While Toussaint’s aspirations for the end of slavery have been accomplished, Haiti, like many nations who achieved their independence by a force of arms, still fights foreign economic control by military-imposed destabilization. This film sheds light on the failure of using a long term military solution in addressing foreign policy differences. It also shows the indomitable will of leaders like Toussaint whose greatest treasure was seeing freedom for his fellow countrymen. The same forces, such as the “phantom of liberty” that threatened Toussaint continues to threaten Haitian independence today, and deceives “elite countrymen and their white American collaborators” into supporting coups that displace democratically elected leaders like Aristide. This force is the “phantom of liberty” that deceives African people into believing their liberty can only come with the material or financial benefit from Europeans. Bell completely ignores the role of the United States in promoting destabilization of Haiti. In his 1962 appendix to The Black Jacobins, James’ critiqued the leadership of twentieth century Haitian Prime Minister Duvalier, calling him “the uncrowned king of Latin American barbarism…It is widely believed that despite the corruption and impertinence of his regime, it is American support which keeps him in power: better Duvalier than another Castro” (409). In speaking from an elite American perspective fearful of revolutions like Fidel Castro’s, James highlights the role of the United States in destabilizing Haiti in ways that France did in this film, in order to maintain a European colony. The dependence of the film on funds from French producers again underscore Carruthers’ point that Toussaint's enterprise “depended on the recognition of legitimacy by Europe if not by France.” However this view of Toussaint is a necessary cautionary tale about the “phantom of liberty.” Jacob Carruthers wrote that “the Europeans learned much from the Haitian revolution. They did not learn the ultimate truth that the African people will never be permanently enslaved or oppressed” (111).
WORKS CITED
Barry, Tom, Beth Wood and Deb Preusch. The Other Side of Paradise: Foreign Control in the Caribbean. New York: Grove, 1984.
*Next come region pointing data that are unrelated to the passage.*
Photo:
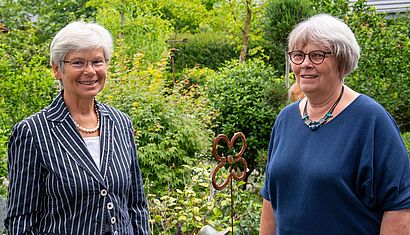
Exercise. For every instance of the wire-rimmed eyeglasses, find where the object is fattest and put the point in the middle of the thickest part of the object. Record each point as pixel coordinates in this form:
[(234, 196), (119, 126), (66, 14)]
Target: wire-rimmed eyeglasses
[(316, 57), (81, 64)]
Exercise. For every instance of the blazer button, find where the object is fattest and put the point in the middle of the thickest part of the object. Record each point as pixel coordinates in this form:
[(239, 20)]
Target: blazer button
[(104, 192)]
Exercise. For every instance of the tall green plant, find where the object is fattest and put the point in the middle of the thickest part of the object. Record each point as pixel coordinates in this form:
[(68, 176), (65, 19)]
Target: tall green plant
[(170, 126), (136, 25), (247, 97)]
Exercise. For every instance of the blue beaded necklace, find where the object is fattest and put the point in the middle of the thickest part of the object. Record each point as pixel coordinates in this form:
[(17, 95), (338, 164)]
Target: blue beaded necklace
[(313, 125)]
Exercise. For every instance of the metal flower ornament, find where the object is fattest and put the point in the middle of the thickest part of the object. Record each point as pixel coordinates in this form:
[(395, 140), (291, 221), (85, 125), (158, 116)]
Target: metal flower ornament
[(233, 162)]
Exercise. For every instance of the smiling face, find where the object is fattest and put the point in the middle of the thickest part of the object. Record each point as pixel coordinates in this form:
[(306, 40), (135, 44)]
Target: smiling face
[(82, 83), (315, 79)]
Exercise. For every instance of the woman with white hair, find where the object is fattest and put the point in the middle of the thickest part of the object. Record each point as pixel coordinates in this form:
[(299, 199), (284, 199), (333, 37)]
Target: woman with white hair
[(73, 166), (336, 160)]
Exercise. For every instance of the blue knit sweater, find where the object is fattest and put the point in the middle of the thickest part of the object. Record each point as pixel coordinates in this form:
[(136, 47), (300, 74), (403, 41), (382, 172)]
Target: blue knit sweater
[(339, 178)]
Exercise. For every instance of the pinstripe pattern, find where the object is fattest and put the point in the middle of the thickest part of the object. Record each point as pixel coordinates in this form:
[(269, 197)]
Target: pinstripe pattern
[(55, 186)]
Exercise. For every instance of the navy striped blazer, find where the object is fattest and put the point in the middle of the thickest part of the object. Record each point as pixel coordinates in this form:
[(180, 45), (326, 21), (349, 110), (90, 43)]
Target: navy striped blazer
[(55, 186)]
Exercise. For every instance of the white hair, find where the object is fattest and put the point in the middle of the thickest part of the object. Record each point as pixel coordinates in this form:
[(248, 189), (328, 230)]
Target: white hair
[(331, 33), (78, 36)]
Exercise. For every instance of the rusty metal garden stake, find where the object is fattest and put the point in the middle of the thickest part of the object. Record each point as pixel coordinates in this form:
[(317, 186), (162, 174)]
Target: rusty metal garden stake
[(231, 161)]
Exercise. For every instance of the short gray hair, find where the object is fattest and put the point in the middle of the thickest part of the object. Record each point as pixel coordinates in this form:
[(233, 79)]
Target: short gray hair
[(78, 36), (333, 34)]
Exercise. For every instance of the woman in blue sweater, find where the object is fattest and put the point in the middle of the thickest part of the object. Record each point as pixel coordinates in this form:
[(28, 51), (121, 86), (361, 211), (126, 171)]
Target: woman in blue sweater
[(336, 161)]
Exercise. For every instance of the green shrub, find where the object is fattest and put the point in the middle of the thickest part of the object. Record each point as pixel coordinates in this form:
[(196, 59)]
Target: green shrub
[(207, 49), (247, 98), (170, 125), (186, 211)]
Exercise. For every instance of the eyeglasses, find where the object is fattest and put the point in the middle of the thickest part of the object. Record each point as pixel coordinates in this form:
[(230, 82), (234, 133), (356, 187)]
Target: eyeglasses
[(316, 57), (81, 64)]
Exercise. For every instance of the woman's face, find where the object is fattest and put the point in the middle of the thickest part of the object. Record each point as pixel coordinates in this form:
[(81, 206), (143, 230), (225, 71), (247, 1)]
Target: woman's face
[(84, 73), (316, 79)]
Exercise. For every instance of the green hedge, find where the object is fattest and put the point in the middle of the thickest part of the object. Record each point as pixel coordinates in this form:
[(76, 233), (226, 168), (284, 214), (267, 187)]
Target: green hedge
[(247, 97), (207, 49)]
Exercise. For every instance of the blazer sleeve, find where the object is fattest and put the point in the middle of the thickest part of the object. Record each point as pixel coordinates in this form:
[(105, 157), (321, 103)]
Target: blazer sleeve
[(25, 188), (137, 201)]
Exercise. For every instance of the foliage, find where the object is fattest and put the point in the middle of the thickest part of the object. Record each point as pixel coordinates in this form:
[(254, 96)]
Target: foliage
[(47, 16), (207, 49), (136, 26), (185, 15), (186, 211), (171, 125), (247, 98), (280, 18)]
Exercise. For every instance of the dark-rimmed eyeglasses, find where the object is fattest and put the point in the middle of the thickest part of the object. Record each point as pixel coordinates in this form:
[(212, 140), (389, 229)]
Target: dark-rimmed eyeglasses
[(81, 64), (316, 57)]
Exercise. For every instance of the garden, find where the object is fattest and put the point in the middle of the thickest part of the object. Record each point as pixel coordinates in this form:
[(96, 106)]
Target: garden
[(188, 70)]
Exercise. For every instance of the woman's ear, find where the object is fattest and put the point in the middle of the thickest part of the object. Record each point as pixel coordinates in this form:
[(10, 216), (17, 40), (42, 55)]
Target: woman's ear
[(57, 71)]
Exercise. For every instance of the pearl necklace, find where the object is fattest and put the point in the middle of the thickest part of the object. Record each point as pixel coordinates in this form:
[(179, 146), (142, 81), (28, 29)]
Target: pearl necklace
[(89, 130), (313, 125)]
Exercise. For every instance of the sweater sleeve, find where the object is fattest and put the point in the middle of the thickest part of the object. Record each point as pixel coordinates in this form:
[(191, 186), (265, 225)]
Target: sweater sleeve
[(385, 167)]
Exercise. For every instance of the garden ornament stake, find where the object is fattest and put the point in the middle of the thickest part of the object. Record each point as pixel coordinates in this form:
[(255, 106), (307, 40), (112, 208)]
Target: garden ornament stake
[(232, 161)]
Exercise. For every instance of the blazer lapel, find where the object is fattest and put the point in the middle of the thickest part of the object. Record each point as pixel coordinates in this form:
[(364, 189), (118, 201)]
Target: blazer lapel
[(106, 138), (69, 138)]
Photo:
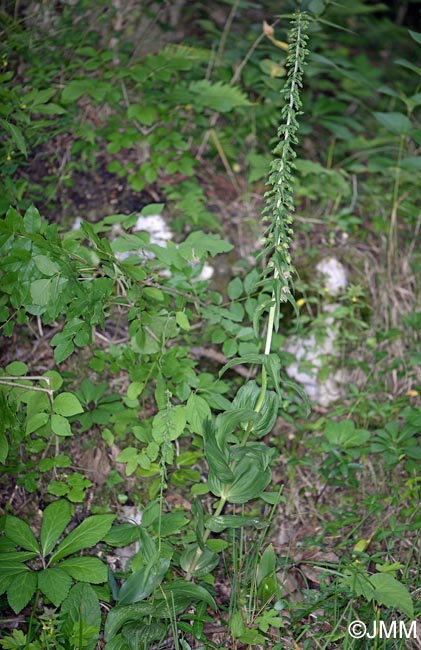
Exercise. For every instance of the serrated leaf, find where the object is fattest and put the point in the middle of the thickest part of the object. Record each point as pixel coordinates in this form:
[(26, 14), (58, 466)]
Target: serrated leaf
[(60, 425), (218, 96), (20, 533), (56, 517), (86, 535), (21, 589), (221, 522), (197, 412), (41, 292), (16, 135), (85, 569), (416, 36), (67, 404), (55, 584)]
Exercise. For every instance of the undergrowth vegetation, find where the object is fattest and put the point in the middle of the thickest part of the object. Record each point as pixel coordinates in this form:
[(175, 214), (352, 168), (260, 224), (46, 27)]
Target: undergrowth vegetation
[(210, 462)]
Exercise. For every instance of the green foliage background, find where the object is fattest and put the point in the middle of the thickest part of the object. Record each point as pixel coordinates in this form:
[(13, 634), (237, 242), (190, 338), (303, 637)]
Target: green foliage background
[(127, 379)]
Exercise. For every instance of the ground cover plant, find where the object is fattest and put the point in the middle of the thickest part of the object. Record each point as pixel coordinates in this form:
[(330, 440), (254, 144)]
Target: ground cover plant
[(166, 483)]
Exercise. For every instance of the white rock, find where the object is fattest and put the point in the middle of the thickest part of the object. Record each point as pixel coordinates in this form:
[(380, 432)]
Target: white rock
[(311, 351), (155, 225), (335, 275)]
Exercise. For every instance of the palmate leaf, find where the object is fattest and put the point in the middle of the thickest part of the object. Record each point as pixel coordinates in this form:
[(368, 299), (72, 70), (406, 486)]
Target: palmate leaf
[(56, 517), (87, 534), (20, 533), (81, 606), (142, 582)]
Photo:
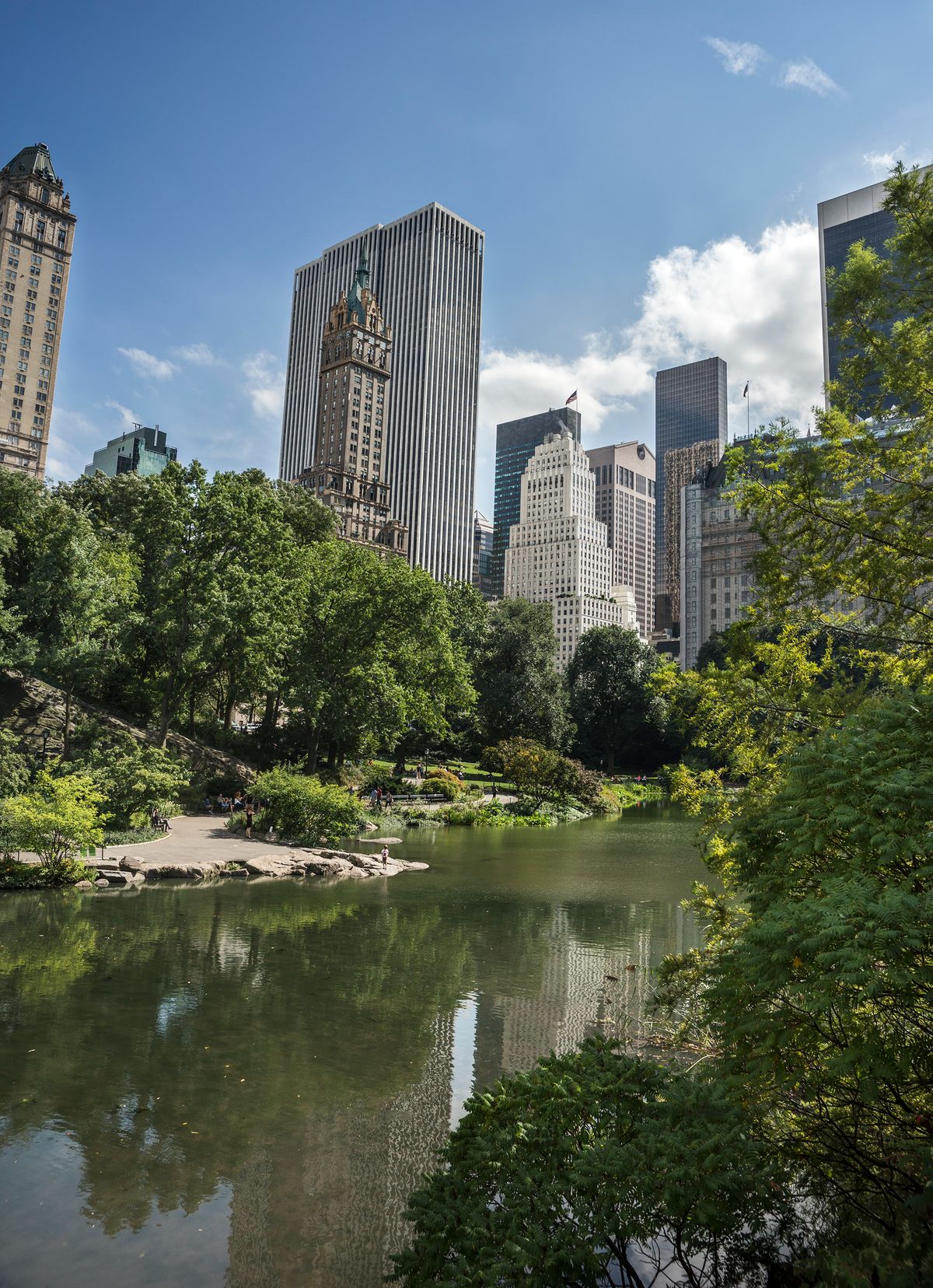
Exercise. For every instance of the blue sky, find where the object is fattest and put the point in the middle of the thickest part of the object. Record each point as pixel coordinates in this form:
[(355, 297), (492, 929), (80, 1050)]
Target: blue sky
[(646, 177)]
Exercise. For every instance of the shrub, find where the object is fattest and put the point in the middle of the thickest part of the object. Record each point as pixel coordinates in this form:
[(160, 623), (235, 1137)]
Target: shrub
[(59, 821), (302, 809)]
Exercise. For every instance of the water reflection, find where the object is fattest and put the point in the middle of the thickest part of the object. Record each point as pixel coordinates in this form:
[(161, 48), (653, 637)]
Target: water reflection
[(292, 1055)]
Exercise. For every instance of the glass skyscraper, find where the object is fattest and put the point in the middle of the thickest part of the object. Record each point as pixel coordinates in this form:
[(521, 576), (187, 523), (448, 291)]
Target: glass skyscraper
[(515, 445), (842, 222), (691, 406)]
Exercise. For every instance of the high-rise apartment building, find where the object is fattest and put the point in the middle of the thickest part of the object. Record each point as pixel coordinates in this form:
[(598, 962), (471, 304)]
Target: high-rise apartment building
[(843, 221), (515, 445), (559, 551), (680, 467), (141, 450), (717, 583), (624, 478), (690, 408), (348, 473), (483, 555), (426, 271), (37, 233)]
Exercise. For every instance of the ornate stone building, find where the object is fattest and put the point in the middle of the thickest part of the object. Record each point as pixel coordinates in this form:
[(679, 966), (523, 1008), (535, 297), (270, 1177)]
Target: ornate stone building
[(37, 232), (559, 551), (348, 471)]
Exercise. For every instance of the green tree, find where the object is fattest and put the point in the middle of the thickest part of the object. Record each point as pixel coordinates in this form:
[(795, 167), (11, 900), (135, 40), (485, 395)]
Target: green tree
[(619, 712), (520, 692), (59, 821), (596, 1168)]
Bell, Madison Smartt. Toussaint L’Ouverture: A Biography. New York: Vintage, 1987.
Carruthers, Jacob. The Irritated Genie: An Essay on the Haitian Revolution. Chicago: The Kemetic Institute, 1985.
Davis, Angela. “Reflections on the Role of the Black Woman in the Community of Slaves,” Massachusetts Review. 13(1/2), Winter-Spring 1972, p.81-100.
Douglass, Frederick. “Lecture on Haiti, The Haitian Pavilion Dedication Ceremonies Delivered at the World’s Fair, in Jackson Park, Chicago, Jan. 2d, 1893,” in African Americans and the Haitian Revolution: Selected Essays and Historical Documents. Maurice O. Jackson and Jacqueline Bacon, eds. New York: Routledge, 2010, p.202-211.
Dworkin, Ira, ed. Daughter of the Revolution: The Major Nonfiction Works of Pauline Elizabeth Hopkins. New Brunswick: Rutgers, 2007.
Hansberry, Lorraine. Les Blancs: The Collected Last Plays. Edited With Critical Backgrounds by Robert Nemiroff. New York: Vintage, 1994.
Hansberry, Lorraine. To Be Young, Gifted, and Black. Adapted by Robert Nemiroff. New York: Vintage, 1995.
Jackson, Maurice O. and Jacqueline Bacon, eds. African Americans and the Haitian Revolution. New York: Routledge, 2010.
James, C.L.R. The Black Jacobins: Toussaint L’Ouverture and the San Domingo Revolution. New York: Vintage, 1963.
Robinson, Randall. An Unbroken Agony: Haiti, From Revolution to the Kidnapping of A President. New York: Basic, 2007.